Dataset characteristics: - Full antibodies (VH + VL) - 398 human antibodies (VH + VL) from healthy donor B cell subsets - Binary labels derived from PSR (polyspecificity reagent) scores - B cell subset metadata (IgG memory, IgM memory, Naïve, LLPCs) - 16 fragment types (full antibody)

Source: - data/test/shehata/raw/shehata-mmc2.xlsx

Reference: - Shehata et al. (2019), "Affinity Maturation Enhances Antibody Specificity but Compromises Conformational Stability" Supplementary Material mmc2.xlsx

Classes

ShehataDataset

Bases: AntibodyDataset

Loader for Shehata antibody dataset.

This class provides an interface to LOAD preprocessed Shehata dataset files.
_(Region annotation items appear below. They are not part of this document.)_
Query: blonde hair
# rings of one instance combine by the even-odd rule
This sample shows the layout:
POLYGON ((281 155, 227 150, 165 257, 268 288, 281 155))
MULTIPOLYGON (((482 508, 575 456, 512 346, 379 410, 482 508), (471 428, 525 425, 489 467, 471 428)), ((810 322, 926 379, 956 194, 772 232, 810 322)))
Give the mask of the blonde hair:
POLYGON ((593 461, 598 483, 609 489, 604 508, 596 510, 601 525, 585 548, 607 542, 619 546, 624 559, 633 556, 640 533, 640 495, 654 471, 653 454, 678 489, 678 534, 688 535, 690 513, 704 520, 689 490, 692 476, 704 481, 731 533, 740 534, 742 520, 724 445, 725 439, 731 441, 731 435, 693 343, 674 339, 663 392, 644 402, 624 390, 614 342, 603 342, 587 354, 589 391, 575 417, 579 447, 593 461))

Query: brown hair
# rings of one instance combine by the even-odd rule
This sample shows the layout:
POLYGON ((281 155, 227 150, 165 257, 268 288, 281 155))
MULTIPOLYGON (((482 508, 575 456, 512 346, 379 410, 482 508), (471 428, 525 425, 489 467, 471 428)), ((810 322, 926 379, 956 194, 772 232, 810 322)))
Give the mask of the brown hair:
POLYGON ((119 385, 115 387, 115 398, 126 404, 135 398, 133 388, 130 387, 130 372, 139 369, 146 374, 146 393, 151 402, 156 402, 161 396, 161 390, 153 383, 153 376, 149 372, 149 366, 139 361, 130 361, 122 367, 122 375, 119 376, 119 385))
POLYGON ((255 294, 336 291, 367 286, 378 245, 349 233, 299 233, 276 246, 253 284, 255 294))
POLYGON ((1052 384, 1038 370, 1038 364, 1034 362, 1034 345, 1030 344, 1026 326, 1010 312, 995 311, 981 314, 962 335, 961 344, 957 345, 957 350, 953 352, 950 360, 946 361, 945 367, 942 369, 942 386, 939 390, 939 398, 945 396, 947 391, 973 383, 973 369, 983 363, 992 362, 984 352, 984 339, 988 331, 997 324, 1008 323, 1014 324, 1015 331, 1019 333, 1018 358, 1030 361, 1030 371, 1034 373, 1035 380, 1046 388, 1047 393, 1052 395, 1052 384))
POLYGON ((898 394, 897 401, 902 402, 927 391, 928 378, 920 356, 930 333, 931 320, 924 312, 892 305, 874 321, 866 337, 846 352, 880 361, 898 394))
It does NOT run the preprocessing pipeline - use preprocessing/shehata/step2_extract_fragments.py for that.

The Shehata dataset contains human B cell-derived antibodies with PSR scores measuring polyreactivity across B cell subsets (IgG memory, IgM memory, Naïve, LLPCs).

Sakhnini et al. (2025) treat 7/398 (1.76%) as non-specific in their benchmark (Fig. S14C); by default this loader uses the corresponding 98.24th percentile threshold when binarizing PSR scores.

Source code in src/antibody_training_esm/datasets/shehata.py
class ShehataDataset(AntibodyDataset):
    """
    Loader for Shehata antibody dataset.

    This class provides an interface to LOAD preprocessed Shehata dataset files.
    It does NOT run the preprocessing pipeline - use preprocessing/shehata/step2_extract_fragments.py for that.

    The Shehata dataset contains human B cell-derived antibodies with PSR scores measuring
    polyreactivity across B cell subsets (IgG memory, IgM memory, Naïve, LLPCs).

    Sakhnini et al. (2025) treat 7/398 (1.76%) as non-specific in their benchmark
    (Fig. S14C); by default this loader uses the corresponding 98.24th percentile
    threshold when binarizing PSR scores.
    """

    # Default PSR threshold (98.24th percentile; 7/398 non-specific in Sakhnini et al. 2025 benchmark)
    DEFAULT_PSR_PERCENTILE = 0.9824

    def __init__(
        self, output_dir: Path | None = None, logger: logging.Logger | None = None
    ):
        """
        Initialize Shehata dataset loader.

        Args:
            output_dir: Directory containing preprocessed fragment files
            logger: Logger instance
        """
        super().__init__(
            dataset_name="shehata",
            output_dir=output_dir or SHEHATA_OUTPUT_DIR,
            logger=logger,
        )

    @classmethod
    def get_schema(cls) -> pa.DataFrameSchema:
        return get_shehata_schema()

    def get_fragment_types(self) -> list[str]:
        """
        Return full antibody fragment types.

        Shehata contains VH + VL sequences, so we generate all 16 fragment types.

        Returns:
            List of 16 full antibody fragment types
        """
        return self.FULL_ANTIBODY_FRAGMENTS

    def calculate_psr_threshold(
        self,
        psr_scores: pd.Series,
        percentile: float | None = None,
    ) -> float:
        """
        Calculate PSR score threshold for binary classification.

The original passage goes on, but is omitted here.